Being an international student hailing from the Middle East, I had never really celebrated Thanksgiving until I arrived in Canada. A day of celebration where you stuff food in your face while enduring extended family members? Sounded like pretty much every other Sunday dinner back home to me. But the biggest thing I could never understand about Thanksgiving was the turkey. Seeming to exist as a mere centrepiece, turkey I’ve had over the years has always been one thing: consistently disappointing. Cold, dry, and sadly flavourless, I could never understand nor justify the amount of effort and time it took to cook the damn bird. But one place finally changed my mind this Thanksgiving weekend: The Bauer Kitchen in uptown Waterloo.

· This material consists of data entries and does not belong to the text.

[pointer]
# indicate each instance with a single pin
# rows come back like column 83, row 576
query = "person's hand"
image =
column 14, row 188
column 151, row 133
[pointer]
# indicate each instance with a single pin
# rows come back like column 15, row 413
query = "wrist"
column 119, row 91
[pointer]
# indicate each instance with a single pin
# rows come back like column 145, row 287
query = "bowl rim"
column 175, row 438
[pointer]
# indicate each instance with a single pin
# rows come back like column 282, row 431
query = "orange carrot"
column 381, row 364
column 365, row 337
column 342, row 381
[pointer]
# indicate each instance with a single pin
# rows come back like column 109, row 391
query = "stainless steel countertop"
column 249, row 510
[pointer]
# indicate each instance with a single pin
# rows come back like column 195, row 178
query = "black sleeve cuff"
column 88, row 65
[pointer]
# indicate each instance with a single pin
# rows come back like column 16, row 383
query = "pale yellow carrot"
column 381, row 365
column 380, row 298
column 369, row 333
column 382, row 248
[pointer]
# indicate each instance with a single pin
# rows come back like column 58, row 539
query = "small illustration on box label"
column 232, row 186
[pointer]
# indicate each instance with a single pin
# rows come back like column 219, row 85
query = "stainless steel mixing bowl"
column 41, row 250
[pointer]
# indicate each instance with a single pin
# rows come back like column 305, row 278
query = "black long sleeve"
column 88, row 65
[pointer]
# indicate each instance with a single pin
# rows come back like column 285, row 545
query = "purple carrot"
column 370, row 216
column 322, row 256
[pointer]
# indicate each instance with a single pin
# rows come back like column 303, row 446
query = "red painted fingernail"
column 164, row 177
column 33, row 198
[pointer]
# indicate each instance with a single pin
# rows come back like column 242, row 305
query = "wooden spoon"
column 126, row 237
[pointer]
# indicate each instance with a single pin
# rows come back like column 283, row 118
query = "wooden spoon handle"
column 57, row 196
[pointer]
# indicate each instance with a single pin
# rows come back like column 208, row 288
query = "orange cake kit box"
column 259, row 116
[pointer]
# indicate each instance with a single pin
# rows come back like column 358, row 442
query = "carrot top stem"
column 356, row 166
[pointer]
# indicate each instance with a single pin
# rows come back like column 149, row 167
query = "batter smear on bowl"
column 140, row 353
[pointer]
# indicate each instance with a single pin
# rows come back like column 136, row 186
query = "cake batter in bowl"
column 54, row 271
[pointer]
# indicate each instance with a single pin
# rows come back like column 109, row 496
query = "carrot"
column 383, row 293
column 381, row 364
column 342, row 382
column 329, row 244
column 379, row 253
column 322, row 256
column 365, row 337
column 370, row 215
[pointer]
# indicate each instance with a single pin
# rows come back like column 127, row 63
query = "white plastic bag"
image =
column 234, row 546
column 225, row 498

The Bauer Kitchen was all in all an elegant affair; jazzy, upbeat music lightly played in the background amidst the gentle backdrop of chatter in a restaurant that was unexpectedly crowded for Saturday evening in an otherwise ghost town. Free bread — yay! — warm and fluffy, was offered and refilled plenty of times at our table which my dinner companion happily indulged in, while I began my three-course Thanksgiving meal with the Kitchen’s arugula salad. Disappointingly presented inside a simple cereal bowl, I was expecting a lot more out of the trendy restaurant. However, the salad ended up being fresh and fragrant and had a lot more going on than I’d thought. Shaved golden and candied striped beets were beautiful once I dug them out from under the arugula, and the salad was very light and balanced with a tangy shallot peppercorn vinaigrette, Grana Padano cheese, and gorgeously cooked bacon. Toasted walnuts, pickled Peruvian peppers, and Granny Smith apples added further mini-flavour explosions, and there was no way to taste every ingredient at once, but everything paired so well together that each bite was a new experience. I believe that this was literally my first time in a long time that I got excited about a salad, and as a self-confessed carnivore, that’s really saying something.

I had by now warmed up to the place and was excited to see what the Bauer Kitchen would do next with my Thanksgiving dinner. Enter a beautifully composed and restrained plate of turkey, stuffing, mashed potatoes, and roasted vegetables, with a delicate bowl of cranberry sauce on the side that was so different from the sloppy dinners I’d had in the past. This girl was blessed. Almost everything on the plate was delicious and perfectly cooked; the vegetables were enjoyably chewy and flavourful, and even the brussels sprouts, an archenemy to my palette, had lost their bitterness. The mashed potatoes were of one note, buttery and creamy, but the turkey — oh, this turkey, the best I’d had in years — was flavourful, tender, and moist, the latter of which is a word that is solely reserved for good turkey, but is one that should never be said out loud. It was a lovely meal, and the only part where it fell short, unfortunately, was the stuffing, which is normally my favourite part of every Thanksgiving everywhere else. A gloriously crumbly and flavourful carb-y mess everywhere else, the stuffing at the Bauer Kitchen just felt like chunks of bread momentarily soaked in gravy with a few dried berries thrown in. Not that I don’t love bread soaked in gravy, but this serving of stuffing somehow lacked that “I’ve been in the oven inside a turkey for 12 hours and it shows cause I’m damn delicious” feeling.

After that, the dinner rounded out to a close with a simple pumpkin tart with a dollop of whipped cream on top. A little cold and impersonal, just like my own Thanksgiving, I paused to reflect on all the ones I’d been to over the years. Although my own had been so much more refined and composed this year, I somehow missed the awkwardness of a full-out family brawl happening at any moment over a table groaning with the weight of food. Maybe that was the ingredient my meal was missing. At any rate, I couldn’t complain about my experience at the Bauer Kitchen — well, except for my waiter who only seemed to appear every time I complained about him, like some strange sort of swooping demon, but that’s another thing entirely.